Personally I have a strong preference for anything Iosevka, but since I enjoy OTCs and "cool font weights" a lot too, the modification-free way to do it while saving space would be binding two fonts together in fontconfig as "monospace", negating my request for an actual font entry. Yes, we can take the third-party modification step even further and replace ALL of Noto Sans Mono CJK's latin with Iosevka while also fixing the way-too-tall line height to Sarasa Mono's values, but that sounds like way too huge a project to take on.

PS. Sarasa Gothic/Mono does not have many weights because it started off as a project to add good TrueType hinting instructions to Source Han Sans, and the author only had time to tweak parameters for two weights. Those bytecode instructions work well for low-dpi screens and wine in particular; they can be enabled with hintmedium/hintfull. (Keep those customizations to your own box though.)

Comment 45 Mingye Wang 2018-01-18 04:09:11 UTC
Oh, things look pretty hopeful on the Noto (Non-CJK) side! It's a good thing that they aren't limiting the filed issue to CJK, like with https://github.com/googlei18n/noto-cjk/issues/116 and https://github.com/adobe-fonts/source-han-sans/issues/175. I wonder whether the changes will come to CJK too.

Comment 46 Cheng-Chia Tseng 2018-01-21 16:42:25 UTC
I noticed that the default fonts of Chinese are going to switch to Noto CJK fonts.

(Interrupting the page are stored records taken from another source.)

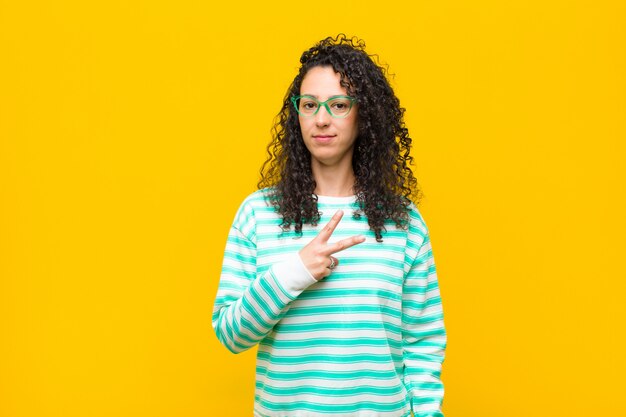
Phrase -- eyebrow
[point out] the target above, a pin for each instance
(329, 98)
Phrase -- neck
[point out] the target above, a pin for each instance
(334, 181)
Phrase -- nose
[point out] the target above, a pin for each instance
(322, 118)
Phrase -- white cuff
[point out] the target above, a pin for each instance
(292, 274)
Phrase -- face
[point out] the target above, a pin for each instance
(330, 140)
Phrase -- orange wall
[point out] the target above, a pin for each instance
(131, 131)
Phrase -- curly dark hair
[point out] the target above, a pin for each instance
(385, 185)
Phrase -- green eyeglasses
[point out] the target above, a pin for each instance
(337, 106)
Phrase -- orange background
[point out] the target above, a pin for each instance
(131, 131)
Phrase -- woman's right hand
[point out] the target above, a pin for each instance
(316, 256)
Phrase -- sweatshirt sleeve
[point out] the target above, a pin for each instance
(248, 304)
(423, 333)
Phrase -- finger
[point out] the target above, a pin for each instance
(328, 230)
(332, 263)
(343, 244)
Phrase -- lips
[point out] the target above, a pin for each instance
(323, 139)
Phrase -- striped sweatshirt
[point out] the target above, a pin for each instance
(368, 340)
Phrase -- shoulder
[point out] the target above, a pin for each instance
(252, 205)
(417, 231)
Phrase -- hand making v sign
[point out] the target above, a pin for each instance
(316, 256)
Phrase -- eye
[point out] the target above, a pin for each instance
(308, 105)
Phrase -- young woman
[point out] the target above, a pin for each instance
(328, 267)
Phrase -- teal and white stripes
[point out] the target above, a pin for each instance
(366, 341)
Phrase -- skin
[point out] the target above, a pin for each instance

https://fedoraproject.org/wiki/Changes/ChineseDefaultFontsToNoto

Although it is fine to switch to Noto CJK fonts that they share the same glyph design with Source Han fonts, I think it is still better to use Source Han fonts for localized font family names, such as "思源黑体", "思源黑體", or "思源宋體", "思源宋体."

Users who can read Chinese can choose the fonts more easily in the font selection list. Noto CJK fonts only display the English names, which is not quite friendly for normal users.

Comment 47 Peng Wu 2018-03-14 03:15:38 UTC
Thanks for the comments!

We decide to change all default CJK fonts to Google Noto CJK fonts for Fedora 28.